= Stella Tremblay =

American politician

Stella Tremblay is an American former legislator. She represented Rockingham County from Auburn in the New Hampshire House of Representatives.

Tremblay was born in Italy and is a Mormon. She was first elected to the state legislature in 2010 (representing Rockingham District 3) and reelected in 2012 (representing Rockingham District 4). She resigned in disgrace from the legislature on June 20, 2013, after claiming that the people who had their legs blown off in the April 2013 Boston Marathon bombings were faking their injuries.

==Career==
She was elected on the New Hampshire Republican Party ticket and served on the Children and Family Law committee.

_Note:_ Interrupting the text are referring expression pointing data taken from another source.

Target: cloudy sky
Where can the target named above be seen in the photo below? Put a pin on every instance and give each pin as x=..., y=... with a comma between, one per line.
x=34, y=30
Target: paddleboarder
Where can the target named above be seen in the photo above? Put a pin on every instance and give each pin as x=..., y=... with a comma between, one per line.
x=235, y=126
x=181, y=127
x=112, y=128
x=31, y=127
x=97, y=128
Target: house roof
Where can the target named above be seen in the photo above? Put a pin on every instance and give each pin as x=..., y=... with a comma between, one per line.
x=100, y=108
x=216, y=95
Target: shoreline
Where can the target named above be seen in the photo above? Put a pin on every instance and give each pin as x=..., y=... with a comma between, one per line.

Tremblay is an ardent proponent of the Thirteenther conspiracy theory, going so far as to co-sponsor legislation in 2013 maintaining that the District of Columbia Organic Act of 1871 unlawfully abrogated the United States Constitution by removing the Titles of Nobility Amendment, a briefly proposed but unratified amendment which would have prevented people with titles of nobility from holding public office; as such, Thirteenthers believe that the Constitution as accepted has been fraudulent since then, and Tremblay's proposed legislation sought to correct this. This claim is frequently used by members of the alt-right to claim that lawyers, through the use of the title esquire, are barred from holding public office.

===Boston Marathon comments===
Tremblay has maintained conspiracy theories that the 2013 Boston Marathon bombings were a black operation planned and executed by the Federal government of the United States, suggesting as evidence that the injuries sustained by Jeff Bauman (who lost both his legs in the bombing) appear to have been faked. The New Hampshire Republican Party disavowed and strongly condemned her statements.

On June 19, 2013, she circulated a document to the entire legislature reiterating her claim and adding what she stated was additional supposed evidence. She resigned the next day.